«On a surpris beaucoup de monde en faisant les séries la première année. On s'est surpris aussi un peu nous-mêmes», a reconnu l'entraîneur Fabien Cottin, au sujet des succès précoces de sa troupe. Jouant au sein du deuxième circuit de soccer féminin en importance en Amérique du Nord, l'Amiral en est à sa première saison d'existence. Grâce à leur fiche de 9-3-1 après 13 des 14 rencontres au calendrier régulier, Cottin et ses joueuses seront parmi les 12 équipes sur 38 que compte le volet féminin des United Soccer Leagues (USL) à prolonger leur campagne au-delà du 19 juillet.
«Bien sûr, on ambitionnait d'aller chercher une des trois premières positions de notre division [synonyme d'une place en séries], mais on était dans l'inconnu», a exposé le sélectionneur.
Tout cela malgré les blessures à quatre attaquantes de marque en cours de route, soit Josée Bélanger, Caroline Vaillancourt, Geneviève Marcotte et Virginie Jacques. Embauchées en urgence il y a une semaine, Émilie Mercier et Marie-Émilie Perreault-Morier font depuis figure de substituts de luxe, se mettant avantageusement en évidence, entre autres sur la feuille de pointage.
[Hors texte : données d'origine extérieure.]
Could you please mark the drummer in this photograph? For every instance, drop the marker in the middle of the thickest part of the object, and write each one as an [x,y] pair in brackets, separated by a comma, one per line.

Hier, face à l'Avalanche, Mercier a inscrit ses deuxième (10e minute) et troisième (48e) buts pour le compte de sa nouvelle équipe. Mélissa Lesage a également inscrit un doublé (11e et 62e), ratant de peu le tour du chapeau - si un tel concept existe au soccer - sur une tête qui a frappé la barre transversale (42e).
Un petit coup de pouce
«On nous a demandé de venir aider pour un petit coup en fin de saison», a expliqué Mercier, forte de trois ans d'expérience en W-League. Cet été, elle jouait en ligue AA, «avec mes amies, mais le défi n'était pas là. J'essayais plein d'affaires, l'ultimate frisbee, le tennis, sans retrouver la même côté compétitif.» La résidante de Candiac, sur la Rive-Sud dans la région de Montréal, compte maintenant trois buts en trois matchs. «C'est pas si pire», a laissé tomber celle qui ne se rendra toutefois pas à Toronto, samedi, pour le dernier affrontement régulier de l'Amiral. Quant à sa participation à l'aventure éliminatoire, l'employée de la caisse populaire de La Prairie hésite. «L'an passé [avec les Comètes de Laval], on est allées à Indianapolis, ç'avait pris 21 heures de bus...»
À leur décharge, les représentantes de Hamilton disputaient une quatrième partie en huit jours. En 11 sorties cette saison, elles n'ont cependant marqué que 10 buts, dont un en quatre rencontres sur la route, où elle n'ont récolté aucune victoire.